BROOKLYN — By now, a great many people have answered Alfred, Lord Tennyson’s question to his princess in his 1847 poem, when he wrote:
“Come down, O maid, from yonder mountain height:
What pleasure lives in height?”
Now, however, new residents of Brooklyn can add their voices to the pleasures of living in “height.”
In fact, what is happening right now, and has been under way for about three years, is the latest chapter in the long history of the building of this borough ... not the commerce, the parks or the industry, mostly gone now, but where people live.
For about 100 years, the process was evolutionary, following the logical development of Brooklyn from west to east, north to south, but always beginning at the waterfront. Some places became pockets of wealth, such as Brooklyn Heights, Clinton Hill and the streets near Washington Park.

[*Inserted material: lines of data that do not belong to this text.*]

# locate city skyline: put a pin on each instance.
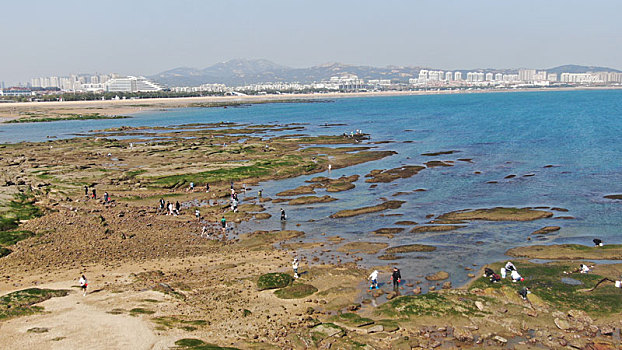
(150, 37)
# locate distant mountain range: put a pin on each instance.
(246, 71)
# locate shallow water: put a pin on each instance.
(503, 133)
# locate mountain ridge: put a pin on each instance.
(241, 71)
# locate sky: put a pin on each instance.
(145, 37)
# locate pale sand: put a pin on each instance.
(78, 322)
(15, 110)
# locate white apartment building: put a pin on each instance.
(131, 84)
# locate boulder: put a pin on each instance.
(439, 276)
(375, 329)
(562, 324)
(463, 335)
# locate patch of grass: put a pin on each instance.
(288, 165)
(4, 252)
(431, 304)
(22, 302)
(544, 281)
(8, 238)
(351, 319)
(38, 330)
(273, 281)
(198, 344)
(20, 208)
(116, 311)
(139, 310)
(295, 291)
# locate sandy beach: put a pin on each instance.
(158, 280)
(16, 110)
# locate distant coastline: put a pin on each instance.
(17, 110)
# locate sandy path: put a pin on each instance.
(78, 322)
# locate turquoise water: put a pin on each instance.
(577, 132)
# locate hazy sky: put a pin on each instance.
(43, 37)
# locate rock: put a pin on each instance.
(500, 339)
(530, 312)
(562, 324)
(354, 307)
(463, 335)
(375, 329)
(606, 330)
(439, 276)
(580, 316)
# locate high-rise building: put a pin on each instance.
(134, 84)
(526, 75)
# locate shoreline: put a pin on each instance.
(16, 110)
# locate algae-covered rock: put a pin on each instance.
(439, 276)
(407, 248)
(497, 214)
(435, 228)
(311, 200)
(366, 210)
(273, 281)
(546, 229)
(295, 291)
(568, 251)
(362, 247)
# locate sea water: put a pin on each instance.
(568, 142)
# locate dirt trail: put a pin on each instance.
(78, 322)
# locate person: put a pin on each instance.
(495, 278)
(373, 278)
(295, 267)
(223, 223)
(161, 204)
(83, 284)
(396, 277)
(523, 292)
(516, 277)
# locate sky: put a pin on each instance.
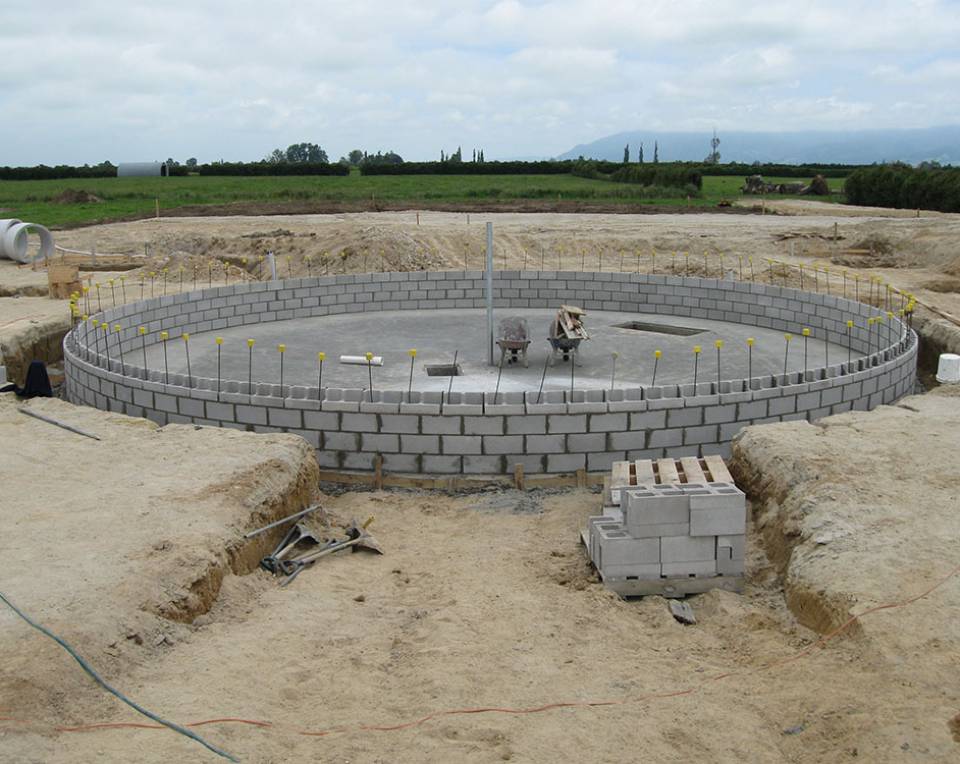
(83, 81)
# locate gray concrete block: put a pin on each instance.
(397, 423)
(483, 465)
(566, 462)
(718, 514)
(653, 507)
(687, 548)
(689, 568)
(588, 442)
(571, 423)
(380, 442)
(445, 465)
(665, 438)
(602, 461)
(420, 444)
(648, 420)
(685, 417)
(461, 444)
(441, 425)
(505, 444)
(358, 422)
(251, 415)
(607, 422)
(286, 418)
(526, 425)
(485, 425)
(545, 444)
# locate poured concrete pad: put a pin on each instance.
(438, 335)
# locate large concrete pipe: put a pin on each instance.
(14, 242)
(4, 225)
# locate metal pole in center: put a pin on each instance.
(490, 294)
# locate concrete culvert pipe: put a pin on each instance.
(4, 225)
(14, 242)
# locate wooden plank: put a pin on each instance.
(668, 471)
(620, 474)
(643, 469)
(673, 587)
(718, 470)
(692, 470)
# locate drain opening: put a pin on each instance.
(643, 326)
(444, 370)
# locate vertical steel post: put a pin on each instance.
(490, 294)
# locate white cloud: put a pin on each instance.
(81, 82)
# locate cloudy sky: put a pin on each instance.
(88, 80)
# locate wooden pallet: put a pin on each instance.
(688, 469)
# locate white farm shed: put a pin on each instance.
(142, 170)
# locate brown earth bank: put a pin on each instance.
(131, 549)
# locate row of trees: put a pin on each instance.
(928, 187)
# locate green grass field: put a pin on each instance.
(37, 201)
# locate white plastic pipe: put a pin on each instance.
(14, 242)
(948, 369)
(4, 225)
(361, 360)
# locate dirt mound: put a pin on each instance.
(76, 196)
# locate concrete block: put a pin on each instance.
(399, 423)
(251, 415)
(526, 425)
(461, 444)
(286, 418)
(688, 568)
(359, 422)
(420, 444)
(721, 513)
(434, 464)
(687, 548)
(566, 462)
(636, 570)
(484, 425)
(607, 422)
(587, 442)
(571, 423)
(483, 465)
(650, 507)
(505, 444)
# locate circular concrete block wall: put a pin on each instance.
(473, 432)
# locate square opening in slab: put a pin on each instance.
(655, 328)
(444, 370)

Affluent living came to Fort Greene and then Park Slope, and soon it began to expand closer to Prospect Park. But the real boom began in the last century as the subways began to make southern Brooklyn part of a city, not a suburb.

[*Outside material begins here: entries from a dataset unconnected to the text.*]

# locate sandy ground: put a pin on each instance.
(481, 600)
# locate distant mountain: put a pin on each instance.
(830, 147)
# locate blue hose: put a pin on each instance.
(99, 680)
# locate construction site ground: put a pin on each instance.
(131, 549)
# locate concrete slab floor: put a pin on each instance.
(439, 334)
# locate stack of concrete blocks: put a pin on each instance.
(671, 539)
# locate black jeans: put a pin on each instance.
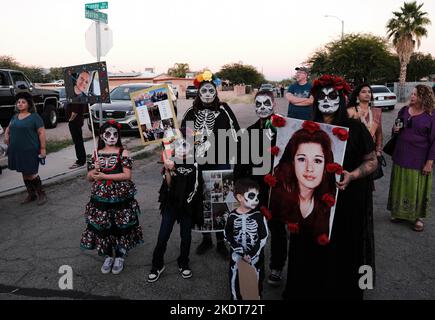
(166, 226)
(77, 136)
(278, 244)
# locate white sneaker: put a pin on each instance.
(118, 265)
(107, 265)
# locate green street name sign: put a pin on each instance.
(97, 6)
(97, 16)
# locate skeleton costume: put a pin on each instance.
(247, 234)
(112, 212)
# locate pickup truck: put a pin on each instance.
(13, 82)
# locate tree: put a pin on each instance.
(238, 73)
(358, 58)
(406, 28)
(179, 70)
(420, 66)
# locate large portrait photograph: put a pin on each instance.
(87, 83)
(306, 169)
(155, 114)
(219, 199)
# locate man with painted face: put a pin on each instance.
(209, 115)
(246, 232)
(264, 109)
(352, 243)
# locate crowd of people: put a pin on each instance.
(291, 209)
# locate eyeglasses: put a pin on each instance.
(332, 95)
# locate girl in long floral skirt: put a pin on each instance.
(112, 212)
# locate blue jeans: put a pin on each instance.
(168, 221)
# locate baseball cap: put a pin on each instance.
(304, 69)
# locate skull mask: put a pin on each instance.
(182, 148)
(263, 106)
(110, 136)
(329, 100)
(251, 199)
(207, 93)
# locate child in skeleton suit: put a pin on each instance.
(246, 232)
(180, 200)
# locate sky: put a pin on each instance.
(275, 36)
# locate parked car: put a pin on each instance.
(121, 108)
(191, 92)
(383, 97)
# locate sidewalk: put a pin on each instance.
(56, 167)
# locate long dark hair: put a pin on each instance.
(199, 105)
(101, 143)
(28, 97)
(288, 182)
(353, 101)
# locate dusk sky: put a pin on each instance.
(274, 36)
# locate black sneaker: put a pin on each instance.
(155, 273)
(185, 272)
(204, 246)
(221, 248)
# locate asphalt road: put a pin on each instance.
(36, 241)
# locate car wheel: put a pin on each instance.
(50, 117)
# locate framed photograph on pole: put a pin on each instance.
(87, 83)
(155, 114)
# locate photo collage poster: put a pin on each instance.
(155, 114)
(219, 199)
(87, 83)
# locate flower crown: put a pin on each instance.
(114, 123)
(327, 80)
(206, 76)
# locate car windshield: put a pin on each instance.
(123, 93)
(380, 90)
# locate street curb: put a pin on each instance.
(70, 174)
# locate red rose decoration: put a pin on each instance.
(274, 150)
(293, 227)
(341, 133)
(278, 121)
(270, 180)
(323, 239)
(334, 168)
(266, 213)
(328, 200)
(311, 126)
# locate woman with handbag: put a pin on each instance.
(414, 152)
(360, 107)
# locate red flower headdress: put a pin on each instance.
(327, 80)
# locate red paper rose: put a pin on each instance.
(274, 150)
(311, 126)
(341, 133)
(270, 180)
(323, 239)
(328, 200)
(334, 168)
(266, 213)
(293, 227)
(278, 121)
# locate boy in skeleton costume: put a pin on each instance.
(180, 201)
(264, 109)
(209, 115)
(112, 212)
(246, 232)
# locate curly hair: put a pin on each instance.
(425, 97)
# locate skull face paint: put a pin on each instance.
(251, 198)
(263, 106)
(329, 100)
(110, 136)
(207, 93)
(181, 147)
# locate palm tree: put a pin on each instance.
(406, 28)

Today’s process isn’t taking empty fields and creating houses, but areas with a lot of a certain urban emptiness are being redeveloped or converted in Downtown Brooklyn. By doing so, we are reaching for the skies.
This is a whole new thing for Brooklyn, even though we have built tall apartment buildings before. The three tall structures of the Cadman Plaza co-op apartments, built in the 1970s, come to mind.
But we have not done this at this pace and with this seriousness before. In part, it reflects the mayor’s prediction that this city will have one million more residents by 2030. Another factor is the buzz that Brooklyn has been generating for some time now, or, as Halstead Property put it in a recent report, “Brooklyn has now become the first-choice destination for many homebuyers.”
For the first time, Brooklyn is offering lots of views, most of which are simply stunning.
In fact, if you add up the heights of the known development projects, excluding all of Atlantic Yards, we are building the equivalent, with 22 projects, of a 474-story building. Take that, Freedom Tower!
And this staggering number of new residential floors does not include 14 other projects still in the planning stage, nor what may be built as part of Brooklyn Bridge Park. Nor, of course, does it include all the sky-reachers in Greenpoint and Williamsburg. This is strictly Downtown stuff.
In truth, it is probable that at least half as many new stories could be added to that total by the 14 other projects, three of which are expected to be sizeable.
The Albee Center development could turn out to be the tallest building in Brooklyn. But that honor could also go to the new residential units being planned by the Clarett Group at Lawrence Street. On a rather small footprint, Clarett plans to create 400 units of housing.
And details are still missing about the City Tech addition at Jay and Tillary streets, which will rise on the site of the Klitgord Auditorium. Six hundred units of housing are planned there as well as 300,000 square feet for academic-office use.
Well, it’s possible one guesses that Tennyson’s maid may have come down from the mountaintop, but the poet could not imagine how many others are reaching new heights.